Bug: add spark.history.fs.logDirectory to required keys #456

jafreck · 2018-03-22T23:08:34Z

paselem · 2018-03-23T15:49:56Z

node_scripts/install/spark.py

@@ -88,12 +88,14 @@ def start_history_server():
    # configure the history server
    spark_event_log_enabled_key = 'spark.eventLog.enabled'
    spark_event_log_directory_key = 'spark.eventLog.dir'
+    spark_history_fs_log_directory = 'spark.history.fs.logDirectory'


You should probably add this as a commented out field at https://github.com/Azure/aztk/blob/master/aztk_cli/config/spark-defaults.conf

paselem · 2018-03-23T15:51:05Z

node_scripts/install/spark.py

    path_to_spark_defaults_conf = os.path.join(spark_home, 'conf/spark-defaults.conf')
    properties = parse_configuration_file(path_to_spark_defaults_conf)
+    required_keys = [spark_event_log_directory_key, spark_history_fs_log_directory]
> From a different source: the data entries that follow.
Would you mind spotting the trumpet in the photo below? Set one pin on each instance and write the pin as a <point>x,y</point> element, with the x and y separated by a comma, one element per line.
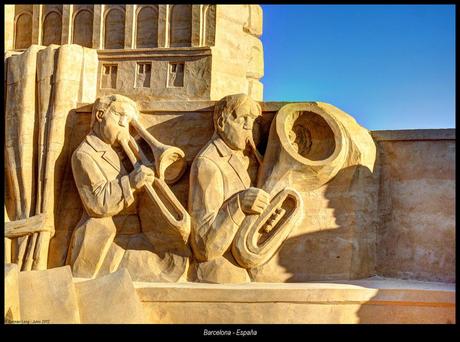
<point>170,165</point>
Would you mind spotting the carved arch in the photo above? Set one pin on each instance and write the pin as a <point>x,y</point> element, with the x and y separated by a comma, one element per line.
<point>114,28</point>
<point>52,28</point>
<point>147,26</point>
<point>23,30</point>
<point>180,23</point>
<point>83,28</point>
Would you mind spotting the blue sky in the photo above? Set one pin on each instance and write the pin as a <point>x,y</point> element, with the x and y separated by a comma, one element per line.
<point>389,66</point>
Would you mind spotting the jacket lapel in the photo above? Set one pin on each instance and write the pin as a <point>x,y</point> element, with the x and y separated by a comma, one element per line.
<point>233,161</point>
<point>105,151</point>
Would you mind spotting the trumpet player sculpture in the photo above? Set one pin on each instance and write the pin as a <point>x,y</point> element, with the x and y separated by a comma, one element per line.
<point>107,189</point>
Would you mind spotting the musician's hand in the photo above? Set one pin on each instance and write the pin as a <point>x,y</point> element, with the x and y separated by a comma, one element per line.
<point>141,176</point>
<point>254,200</point>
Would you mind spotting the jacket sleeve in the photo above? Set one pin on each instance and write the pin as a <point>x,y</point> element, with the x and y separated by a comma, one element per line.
<point>101,197</point>
<point>214,221</point>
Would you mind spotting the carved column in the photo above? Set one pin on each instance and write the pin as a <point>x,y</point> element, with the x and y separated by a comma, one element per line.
<point>9,27</point>
<point>37,24</point>
<point>130,17</point>
<point>67,24</point>
<point>196,24</point>
<point>98,26</point>
<point>163,25</point>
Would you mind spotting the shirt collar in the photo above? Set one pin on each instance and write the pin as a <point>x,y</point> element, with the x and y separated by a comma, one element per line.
<point>97,143</point>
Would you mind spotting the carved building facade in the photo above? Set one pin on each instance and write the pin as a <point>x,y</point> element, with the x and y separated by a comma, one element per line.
<point>159,52</point>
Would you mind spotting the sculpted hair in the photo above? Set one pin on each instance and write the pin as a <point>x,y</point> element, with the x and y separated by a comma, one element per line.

Missing spark_event_log_enabled?

I think this broke between Spark versions... Different Spark versions have different requirements, which makes this a difficult dictionary to maintain.

…-server-ensure-configuration-keys

…ion-keys

…github.com:jafreck/aztk into bug/spark-history-server-ensure-configuration-keys

paselem · 2018-03-28T15:27:57Z

aztk/node_scripts/install/spark.py

+    if properties:
+        if all(key in properties for key in required_keys):
+            configure_history_server_log_path(properties[spark_history_fs_log_directory])
+        exe = os.path.join(spark_home, "sbin", "start-history-server.sh")


Shouldn't lines 205 - 208 be part of the if all(key in properties...) ? Otherwise it will always execute this even if the history server was not configured, right? Not sure if spark will just ignore this though since the properties will say it's a no-op, but still worth not even starting the process.

paselem · 2018-03-28T19:30:41Z

docs/13-configuration.md

+# id: <id of the cluster to be created>
+id: spark_cluster
+
+# vm_size: <vm-size, see available options here: https://azure.microsoft.com/en-us/pricing/details/virtual-machines/linux/>


probably worth updating the link to batch pricing:
https://azure.microsoft.com/pricing/details/batch/

paselem · 2018-03-28T19:31:36Z

docs/13-configuration.md

+# web_ui_port: <local port where the spark master web ui is forwarded to>
+web_ui_port: 8080
+
+# jupyter_port: <local port which where jupyter is forwarded to>


Should we get rid of the items below since they are now driven by plugins?

yeah -- we should probably get rid of ssh.yaml entirely. The only thing it does now is set a default username. It's been almost completely replaced by plugins.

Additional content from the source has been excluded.